Em 41 anos, a vegetação nativa foi reduzida a 65% do território brasileiro, como aponta o mapeamento anual de cobertura e uso da terra realizado pelo MapBiomas, divulgado na última quarta-feira (12). As estatísticas correspondem aos anos de 1985 até 2025, baseadas em 33 classes de cobertura de terra, como biomas, atividades humanas, tipos de vegetação e superfície da água.

Ao longo dessas quatro décadas, áreas onde houve a permanência das florestas foram menos impactadas pelo fenômeno global El Niño, aquecimento da superfície equatorial do Oceano Pacífico que causa eventos climáticos extremos na América do Sul. 

Para esta edição, foi feito o cruzamento de dados aos da plataforma MapBiomas Atmosfera, que monitora o clima e a qualidade do ar no Brasil. Os pesquisadores avaliaram a ocorrência de extremos climáticos, como secas e temporais, no trimestre de setembro a novembro, durante os anos com El Niño – 1997/98, 2015/16, 2023/24.

Segundo a análise, os pesquisadores verificaram que, nesses anos em que o fenômeno foi mais intenso, grande parcela dos biomas brasileiros foi afetada por secas e estiagem, período em que há ausência de chuvas. As exceções foram nos biomas Pampa e em parte da Mata Atlântica, onde houve um aumento da precipitação. 

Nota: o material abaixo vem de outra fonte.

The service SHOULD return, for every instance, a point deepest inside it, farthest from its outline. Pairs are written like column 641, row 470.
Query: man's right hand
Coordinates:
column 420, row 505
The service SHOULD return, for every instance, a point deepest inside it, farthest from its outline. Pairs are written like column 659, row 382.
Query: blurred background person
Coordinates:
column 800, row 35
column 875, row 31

Por sua vez, a Amazônia foi o bioma que mais sofreu com o déficit de chuvas nos três El Niño, sendo que, em 2023/24, os efeitos mais intensos registrados foram nas regiões de agropecuária. Essas áreas, onde o ser humano passou a usar a terra de outras formas, sofreram uma queda de 178 milímetros de precipitação em comparação à média histórica.

Atividades humanas e vegetação

Durante esses 41 anos, a formação florestal foi o tipo de vegetação que perdeu mais área pela ação humana. Em 1985, a vegetação nativa do país ocupava 79% do território brasileiro. Em 2025, esse percentual caiu para 65%.

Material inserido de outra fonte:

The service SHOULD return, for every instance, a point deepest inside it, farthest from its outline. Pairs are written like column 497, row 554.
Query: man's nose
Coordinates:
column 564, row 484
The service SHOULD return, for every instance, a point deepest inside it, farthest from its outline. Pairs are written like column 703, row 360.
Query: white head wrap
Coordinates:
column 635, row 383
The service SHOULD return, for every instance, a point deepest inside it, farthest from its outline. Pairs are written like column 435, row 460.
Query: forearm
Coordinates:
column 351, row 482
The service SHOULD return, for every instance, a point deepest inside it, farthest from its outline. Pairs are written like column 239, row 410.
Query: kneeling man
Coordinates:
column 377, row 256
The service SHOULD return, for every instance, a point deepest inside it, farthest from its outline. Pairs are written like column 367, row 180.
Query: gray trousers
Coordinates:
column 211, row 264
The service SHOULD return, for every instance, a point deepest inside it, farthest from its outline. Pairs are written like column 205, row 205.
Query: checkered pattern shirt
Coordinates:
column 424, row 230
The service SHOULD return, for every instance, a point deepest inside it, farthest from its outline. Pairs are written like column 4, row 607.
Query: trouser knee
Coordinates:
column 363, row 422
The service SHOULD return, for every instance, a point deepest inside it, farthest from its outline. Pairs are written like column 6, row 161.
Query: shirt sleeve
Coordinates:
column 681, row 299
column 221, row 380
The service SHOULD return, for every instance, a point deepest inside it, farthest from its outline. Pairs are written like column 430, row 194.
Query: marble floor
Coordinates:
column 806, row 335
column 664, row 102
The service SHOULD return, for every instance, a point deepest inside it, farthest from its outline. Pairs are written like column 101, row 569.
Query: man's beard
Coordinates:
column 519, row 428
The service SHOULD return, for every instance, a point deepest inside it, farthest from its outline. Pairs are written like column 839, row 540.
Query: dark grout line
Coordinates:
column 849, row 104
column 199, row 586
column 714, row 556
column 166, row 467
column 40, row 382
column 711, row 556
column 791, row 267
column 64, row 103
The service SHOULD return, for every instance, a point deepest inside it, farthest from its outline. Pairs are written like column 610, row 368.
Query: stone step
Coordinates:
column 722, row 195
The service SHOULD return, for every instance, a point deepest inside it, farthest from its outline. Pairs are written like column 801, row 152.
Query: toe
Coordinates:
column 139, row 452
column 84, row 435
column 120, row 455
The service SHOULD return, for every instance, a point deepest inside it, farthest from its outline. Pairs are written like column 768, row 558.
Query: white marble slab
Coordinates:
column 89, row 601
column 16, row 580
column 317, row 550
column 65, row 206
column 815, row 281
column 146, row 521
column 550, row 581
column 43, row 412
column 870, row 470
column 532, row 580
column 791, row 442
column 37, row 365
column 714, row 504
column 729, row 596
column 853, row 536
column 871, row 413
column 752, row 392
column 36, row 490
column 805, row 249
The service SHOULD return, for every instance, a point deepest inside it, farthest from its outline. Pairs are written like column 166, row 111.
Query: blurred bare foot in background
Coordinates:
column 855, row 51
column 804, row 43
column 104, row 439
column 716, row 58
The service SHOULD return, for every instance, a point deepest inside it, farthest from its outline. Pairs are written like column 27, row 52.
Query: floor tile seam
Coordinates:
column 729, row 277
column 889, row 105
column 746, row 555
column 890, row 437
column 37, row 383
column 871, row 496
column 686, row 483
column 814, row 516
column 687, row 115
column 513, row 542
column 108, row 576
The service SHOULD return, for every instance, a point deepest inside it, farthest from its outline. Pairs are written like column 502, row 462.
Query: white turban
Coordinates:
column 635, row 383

Ainda em relação às atividades humanas, a agropecuária é a classe que mais ocupou área no país. No ano anterior, o setor representava 32% do território do Brasil, enquanto estava presente em somente 18% do país em 1985. A pastagem cresceu em 61,6 milhões de hectares ao longo do período estudado. Já a agricultura cresceu sobre 48 milhões de hectares.

Essas ações ocuparam espaços onde antes predominavam vegetações nativas dos seis biomas brasileiros de forma desigual. A Amazônia e o Cerrado, por exemplo, foram os que mais perderam em tamanho de área, com reduções de 53,9 milhões e 51,7 milhões de hectares, respectivamente. Caatinga, Mata Atlântica, Pampa e Pantanal perderam respectivamente 10,1; 4,9; 4 e 1,9 milhões de hectares.